Eso está bien, porque los extranjeros tendrán que frenar los impulsos destructivos de ambas partes. Después de presionar a Israel para que ponga fin a la guerra contra Irán, reprenderlo por atacar a Qatar y empujarlo a un acuerdo sobre los rehenes, Trump debe esforzarse por conseguir que Netanyahu o su sucesor frenen la expansión de los asentamientos judíos. Debe reforzar las instituciones palestinas impidiendo que Israel les prive de los ingresos aduaneros y facilite la violencia de los colonos y los soldados. Los Estados árabes deben utilizar toda su influencia para insistir a los palestinos en que rechacen la violencia y para conseguir que la Autoridad Palestina se reforme y le ayude a encontrar nuevos líderes.

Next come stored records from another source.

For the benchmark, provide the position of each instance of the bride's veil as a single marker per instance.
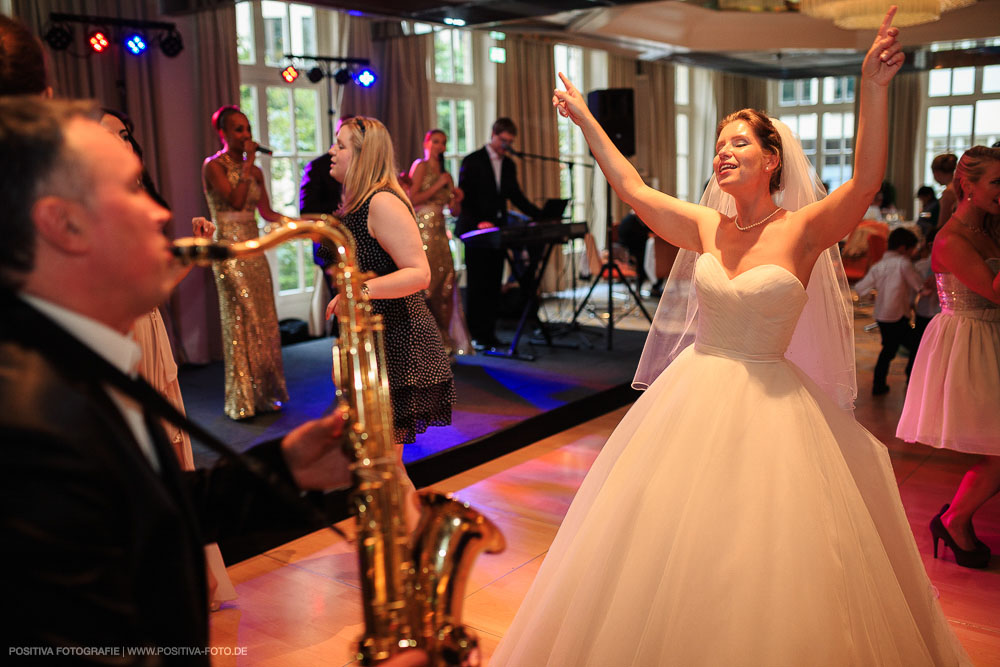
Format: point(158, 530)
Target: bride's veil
point(823, 342)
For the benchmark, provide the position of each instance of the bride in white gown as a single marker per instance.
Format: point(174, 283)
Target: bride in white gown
point(739, 515)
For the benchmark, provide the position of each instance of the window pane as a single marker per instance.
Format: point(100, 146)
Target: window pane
point(987, 122)
point(275, 29)
point(306, 125)
point(991, 79)
point(303, 33)
point(963, 81)
point(284, 187)
point(248, 103)
point(682, 134)
point(443, 67)
point(961, 120)
point(937, 122)
point(940, 83)
point(244, 34)
point(787, 92)
point(279, 130)
point(681, 94)
point(462, 57)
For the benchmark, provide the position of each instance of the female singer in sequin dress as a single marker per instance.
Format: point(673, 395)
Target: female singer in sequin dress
point(954, 390)
point(431, 189)
point(234, 188)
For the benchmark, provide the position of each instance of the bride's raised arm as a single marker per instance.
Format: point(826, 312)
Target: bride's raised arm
point(831, 219)
point(676, 221)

También deben vender una visión más amplia. Para los israelíes, se trata de la perspectiva de un nuevo orden de seguridad regional que les haga más seguros al profundizar la cooperación con los Estados árabes, basándose en los acuerdos de Abraham alcanzados en 2020. Esto también podría forjar nuevos vínculos con Siria, y quizás con el Líbano, que han escapado al maligno control de Irán. Para los palestinos, se trata de la perspectiva de la reconstrucción de su país y de nuevos vínculos económicos con el Golfo, lo que crearía una vía para el comercio y el empleo.
Gaza es la clave. Los palestinos de todo el mundo querrán ver si Israel puede comprometerse a permitir que surja un gobierno tecnocrático en la franja con respaldo internacional. Por su parte, los israelíes estarán atentos a si los palestinos de Gaza pueden gobernarse mejor, desmantelando la infraestructura terrorista y reformando las instituciones que Hamas se ha apoderado.
Nadie debe imaginar que nada de esto será fácil. Las cualidades que permitieron a Trump conseguir un alto el fuego —su disposición a intimidar, intensificar y crear un sentido de urgencia apremiante— son diferentes del compromiso sostenido durante muchos años que se requerirá en su papel de presidente de la autoridad de reconstrucción. No obstante, en una región que no ha conocido más que décadas de conflicto, este es un momento extraordinario: una oportunidad pequeña pero real de un nuevo comienzo.